Introduction

Pruritic urticarial papules and plaques of pregnancy (PUPPP), otherwise known as polymorphic eruption of pregnancy (PEP), is the most frequently occurring gestational skin abnormality. It is an inflammatory rash that is characteristically benign and pruritic (itchy), beginning on the abdomen in stretch marks before spreading to other areas.¹ Intrahepatic cholestasis of pregnancy (ICP), also known as obstetric cholestasis (OC), on the other hand, is the most common liver disorder that happens during pregnancy. ICP is characterised by pruritus (itchy skin) and elevated serum bile acids. Also, there is an increased risk of adverse fetal outcomes as maternal bile acids are passed through the placenta to the fetus and accumulate in the amniotic fluid.²

Each condition has distinct causes, features, and risks, which will be explored throughout this article.

Aetiology & pathophysiology

Pruritic urticarial papules and plaques of pregnancy (PUPPP) 

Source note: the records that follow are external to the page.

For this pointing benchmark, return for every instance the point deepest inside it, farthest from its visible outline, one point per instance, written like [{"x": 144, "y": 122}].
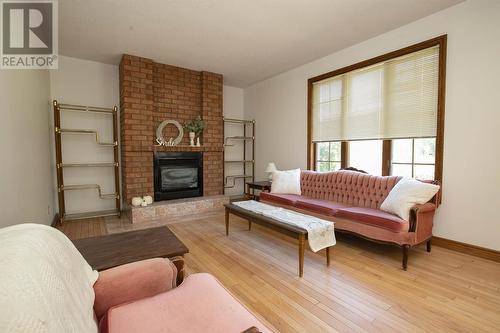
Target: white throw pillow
[
  {"x": 286, "y": 182},
  {"x": 406, "y": 194}
]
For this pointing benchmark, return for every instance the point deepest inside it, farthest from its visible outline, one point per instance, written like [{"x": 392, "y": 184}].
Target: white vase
[{"x": 191, "y": 139}]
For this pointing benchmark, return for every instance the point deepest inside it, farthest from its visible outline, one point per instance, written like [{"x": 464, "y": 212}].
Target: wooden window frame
[
  {"x": 412, "y": 163},
  {"x": 440, "y": 41},
  {"x": 316, "y": 161}
]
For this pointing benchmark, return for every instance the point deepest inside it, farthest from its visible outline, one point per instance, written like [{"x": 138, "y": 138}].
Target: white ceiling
[{"x": 245, "y": 40}]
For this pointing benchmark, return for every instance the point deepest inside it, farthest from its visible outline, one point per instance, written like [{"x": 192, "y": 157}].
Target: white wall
[
  {"x": 233, "y": 108},
  {"x": 471, "y": 154},
  {"x": 25, "y": 177},
  {"x": 89, "y": 83}
]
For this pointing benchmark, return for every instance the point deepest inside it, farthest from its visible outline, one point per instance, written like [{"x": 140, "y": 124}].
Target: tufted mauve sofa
[{"x": 352, "y": 200}]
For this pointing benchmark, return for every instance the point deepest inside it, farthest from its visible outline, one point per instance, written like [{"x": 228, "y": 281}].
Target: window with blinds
[
  {"x": 384, "y": 115},
  {"x": 393, "y": 99}
]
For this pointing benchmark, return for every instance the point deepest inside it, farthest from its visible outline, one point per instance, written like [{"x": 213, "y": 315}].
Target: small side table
[{"x": 264, "y": 186}]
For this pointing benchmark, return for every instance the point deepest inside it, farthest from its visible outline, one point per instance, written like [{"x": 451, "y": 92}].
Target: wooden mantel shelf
[{"x": 186, "y": 148}]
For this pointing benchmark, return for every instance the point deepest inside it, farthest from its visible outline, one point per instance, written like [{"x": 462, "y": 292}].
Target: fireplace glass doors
[{"x": 178, "y": 175}]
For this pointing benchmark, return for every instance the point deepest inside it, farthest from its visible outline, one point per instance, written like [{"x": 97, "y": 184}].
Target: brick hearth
[{"x": 150, "y": 93}]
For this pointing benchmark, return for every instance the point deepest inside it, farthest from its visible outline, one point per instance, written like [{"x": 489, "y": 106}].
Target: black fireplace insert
[{"x": 178, "y": 175}]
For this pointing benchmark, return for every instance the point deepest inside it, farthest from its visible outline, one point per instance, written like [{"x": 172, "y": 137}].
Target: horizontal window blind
[{"x": 392, "y": 99}]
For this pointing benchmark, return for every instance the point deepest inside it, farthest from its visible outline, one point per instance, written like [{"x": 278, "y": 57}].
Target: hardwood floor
[{"x": 363, "y": 290}]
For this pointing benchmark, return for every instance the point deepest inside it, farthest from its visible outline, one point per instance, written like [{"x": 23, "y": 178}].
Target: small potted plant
[{"x": 195, "y": 127}]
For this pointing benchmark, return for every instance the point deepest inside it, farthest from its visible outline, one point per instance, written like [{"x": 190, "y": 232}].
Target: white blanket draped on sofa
[
  {"x": 45, "y": 284},
  {"x": 320, "y": 233}
]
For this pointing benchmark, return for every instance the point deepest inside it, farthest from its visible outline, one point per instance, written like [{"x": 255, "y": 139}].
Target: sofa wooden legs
[{"x": 405, "y": 256}]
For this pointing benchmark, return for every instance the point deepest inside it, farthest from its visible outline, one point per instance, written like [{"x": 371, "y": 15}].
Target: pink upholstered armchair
[
  {"x": 47, "y": 285},
  {"x": 143, "y": 297}
]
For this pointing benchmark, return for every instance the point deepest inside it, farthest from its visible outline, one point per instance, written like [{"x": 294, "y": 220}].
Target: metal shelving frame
[
  {"x": 61, "y": 187},
  {"x": 248, "y": 135}
]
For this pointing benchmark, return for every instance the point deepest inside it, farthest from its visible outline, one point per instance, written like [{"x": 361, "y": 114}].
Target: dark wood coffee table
[
  {"x": 284, "y": 228},
  {"x": 109, "y": 251}
]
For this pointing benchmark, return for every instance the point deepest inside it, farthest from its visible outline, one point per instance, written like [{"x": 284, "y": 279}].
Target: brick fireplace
[{"x": 151, "y": 93}]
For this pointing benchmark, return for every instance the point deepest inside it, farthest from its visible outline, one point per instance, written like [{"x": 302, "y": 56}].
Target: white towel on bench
[{"x": 320, "y": 233}]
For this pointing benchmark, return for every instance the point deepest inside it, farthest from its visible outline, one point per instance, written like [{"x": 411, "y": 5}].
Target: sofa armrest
[
  {"x": 421, "y": 220},
  {"x": 132, "y": 282}
]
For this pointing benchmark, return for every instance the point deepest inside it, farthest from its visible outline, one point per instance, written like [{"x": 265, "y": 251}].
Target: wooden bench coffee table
[
  {"x": 103, "y": 252},
  {"x": 287, "y": 229}
]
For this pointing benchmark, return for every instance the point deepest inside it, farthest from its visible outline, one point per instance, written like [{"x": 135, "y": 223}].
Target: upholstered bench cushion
[
  {"x": 319, "y": 206},
  {"x": 199, "y": 304},
  {"x": 282, "y": 199},
  {"x": 373, "y": 217}
]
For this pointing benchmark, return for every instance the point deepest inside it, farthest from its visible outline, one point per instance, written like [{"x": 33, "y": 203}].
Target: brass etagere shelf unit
[
  {"x": 248, "y": 129},
  {"x": 60, "y": 165}
]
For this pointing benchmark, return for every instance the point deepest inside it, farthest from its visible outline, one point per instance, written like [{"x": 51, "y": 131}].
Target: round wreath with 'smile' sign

PUPPP is a benign inflammatory skin condition that typically affects first-time birth parents in their third trimester but can occur following birth. It is known to happen more with multiple pregnancies (twins or triplets). Recurrence in successive pregnancies is less than 7%, and if it does occur, it is milder.³

The exact cause of PUPPP remains unknown, but several theories have been suggested, such as abdominal distension, hormonal changes, placental factors, and the role of fetal DNA in skin lesions of PUPP patients.^1,3

A previous study postulated that stretching of the abdominal skin, especially in multiple pregnancies, can cause damage to connective tissue within stretch marks (striae) and the exposure of antigens within collagen, which then stimulates an allergic-type reaction as the PUPP rash. The deposition of fetal DNA (similar to skin with increased vascularity and damaged collagen) during the third trimester may be the target of immune reactivity, and an immune response is generated from cross-reactivity to collagen in otherwise normal-appearing skin. High levels of progesterone, particularly in cases of multiple pregnancies, and increased progesterone receptor immunoreactivity have been documented in birth parents with PUPPP. Another idea implies that a placental hormone-type substance may induce fibroblast proliferation in the maternal skin.¹

Intrahepatic cholestasis of pregnancy (ICP)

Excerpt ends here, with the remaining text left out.